Pause. Man hört von der Straße herauf ein helles, eigentümlich sinnliches Frauenlachen.
Anna von diesem Lachen irgendwie berührt, geht etwas schleppend zum Fenster und starrt einige Augenblicke vor sich hin in das Mondlicht
An einem solchen Abend sollte man überhaupt nicht zwischen seinen dumpfigen vier Wänden sitzen ...
Wir könnten ja noch auf eine Stunde ins Freie hinausfahren und irgendwo draußen ein Glas Wein trinken.
Anna mit herber Wehmut
Unter blühenden Kastanienbäumen –
Martin mit herzlicher Wärme
Bei leichter Musik, in der Nähe fröhlicher Menschen. Willst du?
Anna sehr gehemmt
Dahin passen wir ja nicht.
Martin
Das ist bloß deine Einbildung!
Anna etwas hysterisch
Nein, nein, nein! Immer nur zusehen, wie die anderen jung sind, leben, vergnügt und verliebt sind! – Wir sind recht alt geworden, Martin!
Martin nachdenklich
Und dabei sind wir doch beide, jedes für sich, noch so lächerlich jung! Alt sind wir nur aneinander.
Anna
Woher kommt das?
Martin ganz sachlich
Das kommt vermutlich daher, daß unser Reizbedürfnis mit den Jahren zunimmt, während die Reize, die wir auf einander ausüben, immer schwächer werden.
Anna mit leichter Aggressivität
Vielleicht hättest du eben eine andere Frau nehmen müssen.
Martin schlicht
Das glaube ich nicht.
Anna
Eine, derer du nicht so rasch überdrüssig geworden wärest.
Martin mit Wärme
Ich bin deiner nicht überdrüssig, Anna!
Anna
Oh doch, du sagst ja selbst, daß ich auf dich keinen Reiz mehr ausübe.
Martin
Du hast mich nicht verstanden.
Anna
So etwas kann eine Frau auch nicht verstehen, die ihren Mann – liebhat.
Martin nahe bei ihr
Auch ich habe dich ja lieb, Anna.
Anna
Aber nicht so wie ich dich.
Wie denn hast du mich lieb?
Anna mit gesenktem Blick
Immer noch so – wie im Anfang.
Martin mit einer Glut, die nicht dem Weibe, sondern der Wahrheit gilt
Mich? Wirklich mich? Als diesen Mann, der ich bin? Oder mich als den dir Nächsten eines Geschlechtes, das du begehrst, eines Lebens, nach dem du dich sehnst und das manchmal in einem hellen verliebten Lachen heraufklingt durchs offene Fenster in einer Maiennacht? Kannst du mir das beantworten?
Anna verschlossen, nicht ohne eine gewisse innere Auflehnung
So habe ich es noch nicht betrachtet.
Martin
So müssen wir es aber betrachten, wenn wir als Menschen in Wahrheit mit einander weiterleben wollen!
Anna rauh
Ich weiß nicht – ich kann dir nicht antworten.
Martin in schwerer Erschlaffung, fast verzweifelt
Das ist eben der Abgrund zwischen Mann und Weib –
Oh nein, Martin, das ist vielmehr der Abgrund zwischen einem kalten und einem zärtlichen Herzen. Sie wendet sich von ihm ab.

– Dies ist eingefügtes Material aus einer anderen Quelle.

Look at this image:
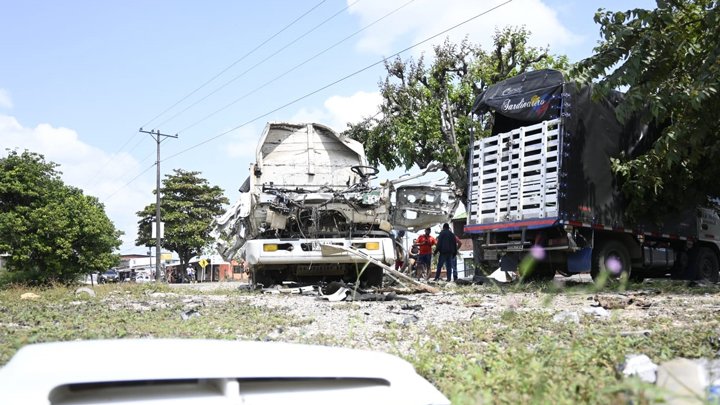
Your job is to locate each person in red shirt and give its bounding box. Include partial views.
[415,228,437,279]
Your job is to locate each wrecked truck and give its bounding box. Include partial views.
[214,122,457,286]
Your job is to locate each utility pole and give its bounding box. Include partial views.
[140,128,177,281]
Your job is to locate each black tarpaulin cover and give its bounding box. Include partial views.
[472,69,564,122]
[473,70,693,235]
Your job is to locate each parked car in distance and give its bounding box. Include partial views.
[97,269,120,284]
[135,273,155,283]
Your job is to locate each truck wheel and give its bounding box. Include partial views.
[360,265,383,287]
[690,247,720,283]
[590,240,631,280]
[250,268,274,288]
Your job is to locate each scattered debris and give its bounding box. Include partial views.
[657,358,709,404]
[320,241,440,294]
[583,307,610,318]
[487,268,518,283]
[622,354,658,383]
[346,292,407,301]
[261,285,318,295]
[75,287,95,297]
[318,287,350,302]
[180,309,200,321]
[620,329,652,337]
[400,304,423,311]
[553,311,580,323]
[402,314,420,325]
[593,294,652,309]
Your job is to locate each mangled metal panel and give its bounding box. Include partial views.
[253,123,367,192]
[391,185,457,230]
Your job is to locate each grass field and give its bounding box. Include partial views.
[0,281,720,404]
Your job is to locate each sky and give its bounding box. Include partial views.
[0,0,653,254]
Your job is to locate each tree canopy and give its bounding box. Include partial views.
[345,28,568,196]
[0,150,122,284]
[573,0,720,215]
[136,169,229,267]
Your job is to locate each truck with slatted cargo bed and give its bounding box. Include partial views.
[464,70,720,282]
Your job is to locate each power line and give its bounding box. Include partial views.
[165,0,513,160]
[142,0,327,127]
[85,0,332,192]
[158,0,362,132]
[178,0,415,132]
[108,0,513,198]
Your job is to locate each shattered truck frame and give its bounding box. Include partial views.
[215,122,456,286]
[465,70,720,282]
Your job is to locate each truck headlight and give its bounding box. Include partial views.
[365,242,380,250]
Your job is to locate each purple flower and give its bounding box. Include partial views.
[530,245,545,260]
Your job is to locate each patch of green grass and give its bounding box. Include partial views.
[388,310,719,404]
[0,285,304,365]
[0,280,720,404]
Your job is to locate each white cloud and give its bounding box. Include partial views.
[225,125,261,160]
[0,114,154,252]
[290,91,382,132]
[0,89,13,109]
[348,0,581,56]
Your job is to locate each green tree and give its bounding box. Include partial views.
[0,150,122,284]
[573,0,720,215]
[135,169,229,274]
[344,27,568,197]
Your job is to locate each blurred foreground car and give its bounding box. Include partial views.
[0,339,450,405]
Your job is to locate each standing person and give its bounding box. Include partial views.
[435,224,458,281]
[415,228,437,279]
[393,230,405,270]
[452,234,462,281]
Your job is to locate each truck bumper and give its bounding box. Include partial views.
[244,238,395,266]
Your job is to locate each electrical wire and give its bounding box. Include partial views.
[157,0,360,132]
[140,0,327,129]
[162,0,513,162]
[85,0,332,193]
[178,0,415,132]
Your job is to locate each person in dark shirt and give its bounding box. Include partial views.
[415,228,437,279]
[435,224,458,281]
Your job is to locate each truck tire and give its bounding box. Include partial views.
[590,240,631,280]
[250,268,275,288]
[689,247,720,283]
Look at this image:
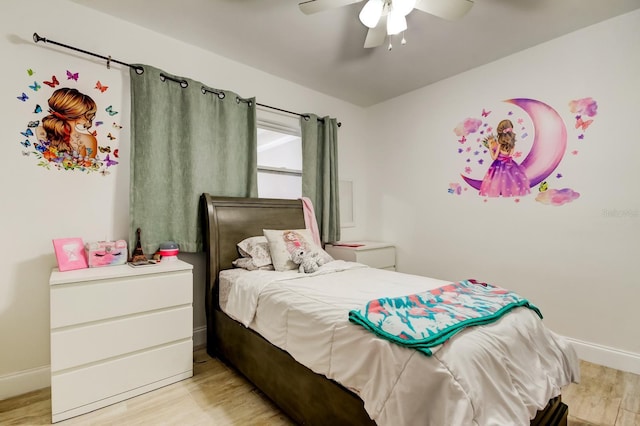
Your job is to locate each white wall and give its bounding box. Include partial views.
[367,11,640,373]
[0,0,366,399]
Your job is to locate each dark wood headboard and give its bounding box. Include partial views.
[201,194,305,309]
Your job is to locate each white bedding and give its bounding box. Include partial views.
[220,261,579,425]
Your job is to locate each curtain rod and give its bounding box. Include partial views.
[256,102,342,127]
[33,33,342,127]
[33,33,144,74]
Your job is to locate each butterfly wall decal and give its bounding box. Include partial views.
[104,154,118,167]
[104,105,118,117]
[95,80,109,93]
[576,117,593,131]
[42,75,60,87]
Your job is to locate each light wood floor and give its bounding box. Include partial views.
[0,350,640,426]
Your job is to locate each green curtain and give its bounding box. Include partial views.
[300,114,340,242]
[129,65,258,256]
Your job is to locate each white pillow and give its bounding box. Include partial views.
[231,257,273,271]
[237,235,272,268]
[262,229,333,271]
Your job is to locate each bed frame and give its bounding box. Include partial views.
[200,194,568,426]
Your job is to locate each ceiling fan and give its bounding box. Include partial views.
[298,0,473,50]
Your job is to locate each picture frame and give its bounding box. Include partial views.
[53,238,89,272]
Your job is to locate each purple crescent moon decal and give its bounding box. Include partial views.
[462,99,567,190]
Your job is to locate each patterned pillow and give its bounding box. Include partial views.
[263,229,333,271]
[238,236,272,268]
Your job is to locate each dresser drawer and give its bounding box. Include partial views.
[51,339,193,422]
[50,272,193,329]
[51,304,193,372]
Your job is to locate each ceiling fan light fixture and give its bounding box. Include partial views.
[358,0,384,28]
[391,0,416,16]
[387,9,407,35]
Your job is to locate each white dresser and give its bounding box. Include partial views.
[49,260,193,423]
[325,241,396,271]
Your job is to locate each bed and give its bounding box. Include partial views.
[201,194,575,425]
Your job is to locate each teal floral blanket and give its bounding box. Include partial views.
[349,280,542,356]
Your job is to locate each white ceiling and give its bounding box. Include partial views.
[72,0,640,106]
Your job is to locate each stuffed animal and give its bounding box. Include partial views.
[291,249,324,274]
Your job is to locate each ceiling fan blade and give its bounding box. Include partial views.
[415,0,473,21]
[298,0,362,15]
[364,15,387,49]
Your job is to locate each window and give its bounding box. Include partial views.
[257,111,302,199]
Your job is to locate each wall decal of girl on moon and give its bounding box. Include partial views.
[448,98,597,205]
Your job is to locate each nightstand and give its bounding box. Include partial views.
[325,241,396,271]
[49,260,193,423]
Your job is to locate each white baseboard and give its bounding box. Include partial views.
[6,334,640,401]
[566,337,640,374]
[0,365,51,401]
[0,326,207,401]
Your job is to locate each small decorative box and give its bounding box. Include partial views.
[84,240,128,268]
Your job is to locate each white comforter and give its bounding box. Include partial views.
[221,261,579,426]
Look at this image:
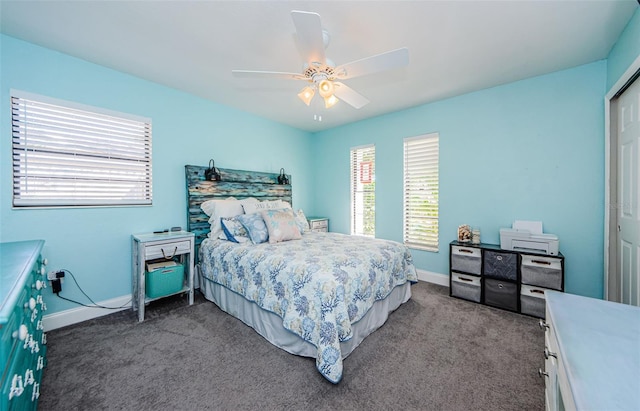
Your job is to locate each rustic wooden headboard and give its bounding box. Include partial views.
[185,166,293,260]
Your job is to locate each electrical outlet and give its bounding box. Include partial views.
[47,270,64,281]
[51,278,62,294]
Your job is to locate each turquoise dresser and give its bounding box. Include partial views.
[0,240,47,411]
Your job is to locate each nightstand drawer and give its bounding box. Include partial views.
[144,240,191,260]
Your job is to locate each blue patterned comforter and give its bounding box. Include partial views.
[200,232,417,383]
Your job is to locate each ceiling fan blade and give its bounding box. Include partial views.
[333,81,369,108]
[291,10,326,66]
[335,47,409,80]
[231,70,309,80]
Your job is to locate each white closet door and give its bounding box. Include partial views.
[617,80,640,306]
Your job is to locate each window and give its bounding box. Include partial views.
[351,145,376,237]
[403,133,439,251]
[11,90,151,207]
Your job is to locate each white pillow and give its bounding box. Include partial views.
[295,209,309,234]
[200,197,243,238]
[242,200,291,214]
[200,197,235,217]
[240,197,260,207]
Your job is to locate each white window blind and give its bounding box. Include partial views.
[351,145,376,237]
[403,133,439,251]
[11,90,152,207]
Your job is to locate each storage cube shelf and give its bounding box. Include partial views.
[449,241,564,318]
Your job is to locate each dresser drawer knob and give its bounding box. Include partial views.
[538,320,549,331]
[24,297,36,311]
[11,324,29,341]
[24,368,36,385]
[161,246,178,260]
[31,383,40,402]
[9,374,24,400]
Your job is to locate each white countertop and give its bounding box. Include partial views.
[546,291,640,411]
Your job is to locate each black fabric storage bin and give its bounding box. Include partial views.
[483,278,518,311]
[484,250,518,281]
[520,284,546,318]
[451,247,482,275]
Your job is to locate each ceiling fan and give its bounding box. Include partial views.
[232,10,409,109]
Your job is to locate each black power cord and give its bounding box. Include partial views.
[54,268,132,310]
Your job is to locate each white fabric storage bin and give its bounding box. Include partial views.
[451,273,481,303]
[451,246,482,275]
[520,255,562,290]
[520,284,546,318]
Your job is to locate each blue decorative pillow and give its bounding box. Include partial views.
[236,213,269,244]
[220,217,249,243]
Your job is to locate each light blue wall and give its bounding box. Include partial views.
[0,36,312,313]
[313,61,606,297]
[607,8,640,91]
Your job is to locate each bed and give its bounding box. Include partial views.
[185,166,417,383]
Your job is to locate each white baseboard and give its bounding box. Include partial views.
[416,270,449,287]
[42,295,131,332]
[42,270,449,332]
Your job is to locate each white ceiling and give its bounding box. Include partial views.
[0,0,638,131]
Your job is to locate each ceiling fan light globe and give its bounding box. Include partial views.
[298,86,316,105]
[324,94,340,108]
[318,80,333,99]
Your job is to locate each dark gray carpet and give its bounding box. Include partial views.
[39,282,544,410]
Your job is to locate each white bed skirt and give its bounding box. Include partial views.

Stubenmädchen tritt durch das Speisezimmer auf und überreicht Martin eine Visitenkarte.
Martin nach einem erstaunt-zweifelnden Blick auf die Karte in heller Freude
Wie? Ist das möglich? Vitus Werdegast!! Der mit einer Geige und drei Frackhemden nach Australien durchgebrannt ist! Der, von dem ich dir soviel erzählt habe! Zum Stubenmädchen Lassen Sie den Herrn doch herein! – Eilt selbst durchs Speisezimmer entgegen Ja, wo steckst du denn, Mensch des Erbarmens!?
Anna zum Stubenmädchen
Geben Sie mir rasch ein anderes Kleid! Beide links ab.
Martin und Vitus kommen durch das Speisezimmer.

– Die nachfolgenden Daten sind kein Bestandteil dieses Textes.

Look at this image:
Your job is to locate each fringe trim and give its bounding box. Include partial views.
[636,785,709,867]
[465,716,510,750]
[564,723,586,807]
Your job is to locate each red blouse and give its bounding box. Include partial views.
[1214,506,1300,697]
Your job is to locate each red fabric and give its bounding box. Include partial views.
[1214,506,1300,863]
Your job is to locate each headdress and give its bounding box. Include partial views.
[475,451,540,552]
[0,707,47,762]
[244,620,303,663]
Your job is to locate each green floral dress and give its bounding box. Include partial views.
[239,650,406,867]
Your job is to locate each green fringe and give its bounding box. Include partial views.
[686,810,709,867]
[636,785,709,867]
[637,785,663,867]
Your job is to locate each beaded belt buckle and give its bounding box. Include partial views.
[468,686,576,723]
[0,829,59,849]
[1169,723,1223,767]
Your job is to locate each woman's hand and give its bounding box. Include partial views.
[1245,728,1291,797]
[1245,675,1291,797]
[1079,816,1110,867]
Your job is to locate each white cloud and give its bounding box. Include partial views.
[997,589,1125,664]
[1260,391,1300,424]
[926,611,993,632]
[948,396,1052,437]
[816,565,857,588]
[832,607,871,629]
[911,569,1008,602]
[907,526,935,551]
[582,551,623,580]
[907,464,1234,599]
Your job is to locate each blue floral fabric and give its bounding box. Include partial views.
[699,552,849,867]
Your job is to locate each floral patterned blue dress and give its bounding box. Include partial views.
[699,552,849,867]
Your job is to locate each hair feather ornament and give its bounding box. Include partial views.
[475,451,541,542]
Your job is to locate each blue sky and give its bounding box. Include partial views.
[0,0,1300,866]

Vitus Werdegast, Mann in der Mitte der Dreißiger, mittelgroße sportgeübte Gestalt, scharfes glattrasiertes meerluftgebräuntes Gesicht, volles, glatt und seitlich gescheiteltes Haar. Er trägt dunklen Sakkoanzug, Stehumlegkragen, Lackhalbschuhe. Er liebt es, mit leichtem englischem Akzent zu sprechen, den er besonders dann affektiert, wenn er für ein Gefühl, das ihn übermannt, oder eine Wahrheit, die er anbringen will, eine Maske braucht.
Mensch, Freund, Bruder! Nach fünfzehn Jahren –!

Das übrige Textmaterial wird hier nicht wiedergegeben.